Based on the Multi-Criteria Evaluation and the resulting suitability map, four levels of avalanche suitability were classified.

0 -No Avalanche Release Danger (0)
1- Low Avalanche Release Danger (0 to 50)
2- Moderate Avalanche Release Danger (50 to 80)
3- High Avalanche Release Danger (80 to 100)

The results indicate that the most potentially hazardous areas in the North Shore Mountains for Avalanche release are East facing ridgelines and convex hillsides that are above 1200m and are open non-forested areas. Moderate areas include slopes from 30 to 60 degrees that are non-forested at most elevations above 700m and facing most aspects. Low release potential areas are most areas that are forested, at lower to mid elevations including most terrain shapes. This map is a static representation based solely on terrain parameters.
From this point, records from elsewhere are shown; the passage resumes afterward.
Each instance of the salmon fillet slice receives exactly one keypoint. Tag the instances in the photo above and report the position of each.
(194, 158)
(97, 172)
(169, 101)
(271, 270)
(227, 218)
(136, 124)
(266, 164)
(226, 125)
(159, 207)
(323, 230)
Problems associated with this analysis relate mainly to the nature of avalanche release and its strong dependency on climatic factors such as wind and snow supply. The fact that these factors change temporally and spatially leads to extreme difficulty in any Avalanche Model that attempts to characterize most climatic factors. Most models address this problem by performing statistical analysis on areas where avalanche release has occurred and the parameters have been well documented. The problem with this solution is the lack of transferability of parameter significance between study areas. The aquisition of climatic data on a fine enough resolution to be spatially significant is also a major obstacle preventing the inclusion of these parameters. Terrain based avalanche release models provide a useful guide when constructing an Avalanche hazard map but the nature of Avalanche release has an uncertainty that will usually require more detailed snow conditions and local knowledge to accent the information presented by a model of this nature.

There is also a large potential uncertainty with the information presented due to the possibility of human error both in the data collection stage (DEM production) and during the classification and digitizing process. The situation where the LANDSAT image was classifying forested shadow scores lower than water scores is a good example. The values produced by image transformations are to a certain degree somewhat arbitrary depending on how they are interpreted. The semantics involved in evaluating what constitutes a hazardous slope may be different for me than someone else who would build a similar model. The resulting classification decision produces uncertainty that perpetuates itself at each successive stage as the analysis continues. The person performing the analysis has individual ideas at each stage of the analysis that will in the end affect the appearance and interpretation of the final result. In the case of this analysis, all the suitability scores determined for each factor in the spatial analysis are potential sources of uncertainty that contribute to the final product.